Sitemaps are one of the most important sources of new URLs for search engines. They scan URLs from sitemaps regularly. And if the URLs meet the requirements of search engines, they will be indexed. However, if sitemaps contain broken links, 4xx, 3xx pages, etc., this will negatively affect your crawling budget. Therefore, it is wise to regularly check the health of sitemaps.
With JetOctopus you can check all sitemaps or just a separate sitemap.
There are two ways to check sitemaps in JetOctopus:
If you need to compare/analyze data from crawl and sitemaps, select the first mode. Among other benefits, it will help find orphan pages.

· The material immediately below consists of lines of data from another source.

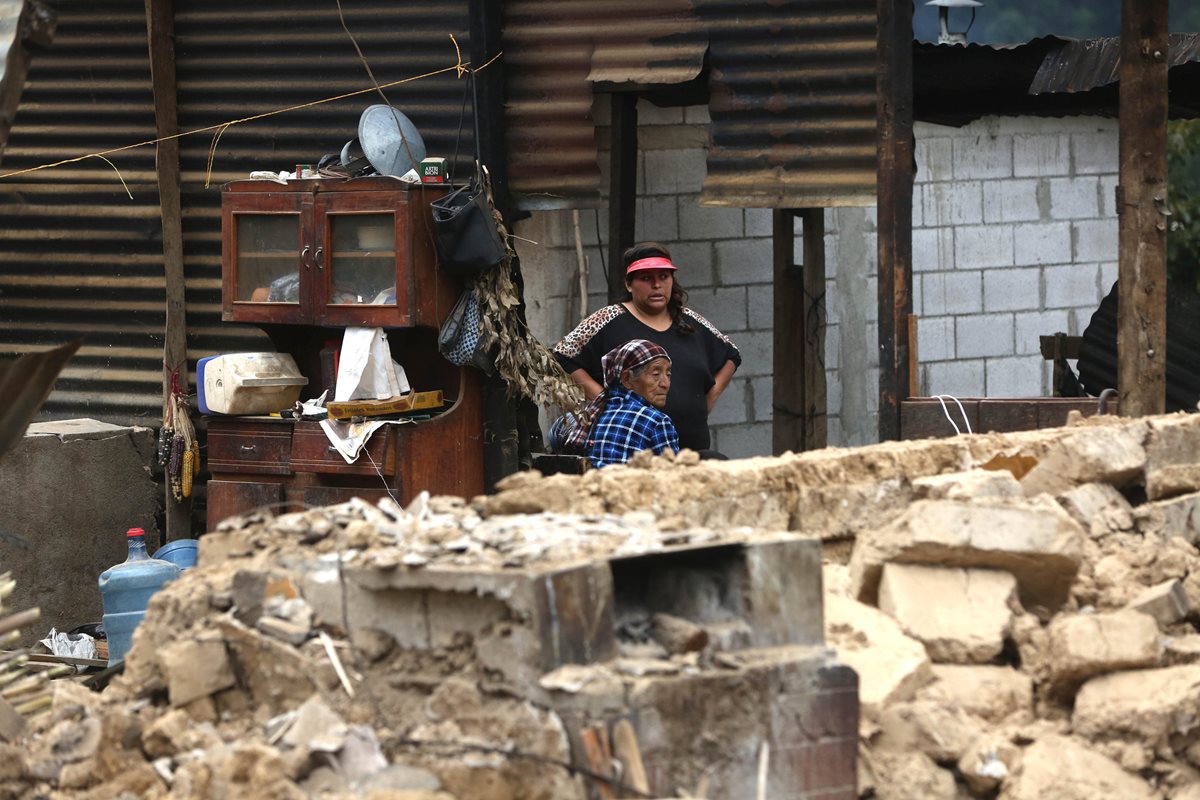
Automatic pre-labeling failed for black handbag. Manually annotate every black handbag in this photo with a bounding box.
[431,73,507,281]
[438,288,494,373]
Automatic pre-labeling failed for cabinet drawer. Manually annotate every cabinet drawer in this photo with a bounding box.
[291,423,395,477]
[208,422,293,474]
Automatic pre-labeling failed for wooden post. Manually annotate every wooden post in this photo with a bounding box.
[1117,0,1169,417]
[607,93,638,302]
[773,209,802,453]
[773,209,828,454]
[876,0,914,441]
[145,0,191,539]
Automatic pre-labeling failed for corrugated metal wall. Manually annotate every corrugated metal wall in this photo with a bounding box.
[0,0,470,426]
[698,0,877,208]
[503,0,878,209]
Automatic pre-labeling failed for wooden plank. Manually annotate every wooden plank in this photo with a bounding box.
[772,209,803,454]
[1117,0,1168,417]
[1038,398,1097,429]
[1038,334,1083,360]
[800,208,828,451]
[607,92,638,302]
[145,0,191,539]
[907,313,919,398]
[900,399,979,440]
[876,0,914,440]
[978,400,1038,434]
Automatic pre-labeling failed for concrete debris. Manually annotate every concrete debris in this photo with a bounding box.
[849,498,1084,612]
[824,594,932,718]
[878,563,1018,664]
[999,734,1158,799]
[10,410,1200,798]
[1041,609,1160,694]
[1127,578,1191,626]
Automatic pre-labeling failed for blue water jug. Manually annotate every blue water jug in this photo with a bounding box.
[99,528,181,666]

To check only sitemaps, select the second mode.
Sitemaps as an additional source of URLs during the crawl
Go to “New Crawl” and activate the “Process sitemaps” checkbox in the “Basic settings”. JetOctopus will search for your sitemaps itself, for example, by address https://example.com/sitemap.xml.
If the sitemaps have a specific URL address, you need to add it (in addition to activating the checkbox “Process sitemaps”). To do this, go to “Advanced settings” and enter the absolute URLs of sitemaps in the “Sitemaps” list. Each URL should be in a new line.
When JetOctopus finishes scanning the links on the pages, it will process the sitemaps from the list.
You can add sitemap index files: JetOctopus will process all sitemaps from the index file.
When the crawl is finished, you can select URLs from the sitemaps for analysis only with one click. Go to the desired dataset. In the “Join Dataset” block, select “+Sitemap URLs”.
Next, select which URLs you want to analyze: only found in the sitemap, or not presented in the sitemaps.
Only XML Sitemap audit
To check only URLs from sitemaps, select “Only Sitemap” mode in the “Basic settings”.
Next, go to the “Advanced settings” and specify your own list of absolute URLs of sitemaps in the “Sitemaps” field. You can also add sitemap index files to this list. JetOctopus will process all sitemaps from the index files.
JetOctopus has a separate dashboard for quick analysis of sitemaps.
Go to the menu “Crawler” – “Sitemaps”. Here you will find general information about the sitemaps.
You can also explore “Sitemaps problems by depth” and “URL Distribution by depth”. We recommend paying attention to the “URL Distribution” chart. Ideally, the percentage of URLs found in web crawl and site maps is 100%.
A list of orphan and non-200 pages are available for analysis. Sitemaps should only contain absolute URLs with 200 response codes. Everything else needs to be fixed.
To check that all sitemap files are working properly, go to the data table and select “Sitemap files”. In this report, you will find a list of sitemaps processed by JetOctopus. Analyze the following metrics for each sitemap:
Number of URLs – can not be more than 50,000;
Filesize – no more than 50MB (uncompressed);
Status code – if the sitemap URL is non-200, it is not available for scanning by search engines.
Configure additional columns to see information about the “Error Message” (the reason why a sitemap was unavailable), “Date lastmod” (lastmod attribute) and “Date Crawled” (when JetOctopus crawls your sitemap).
All URLs that we found in sitemaps are in a separate data table “Sitemap URLs”.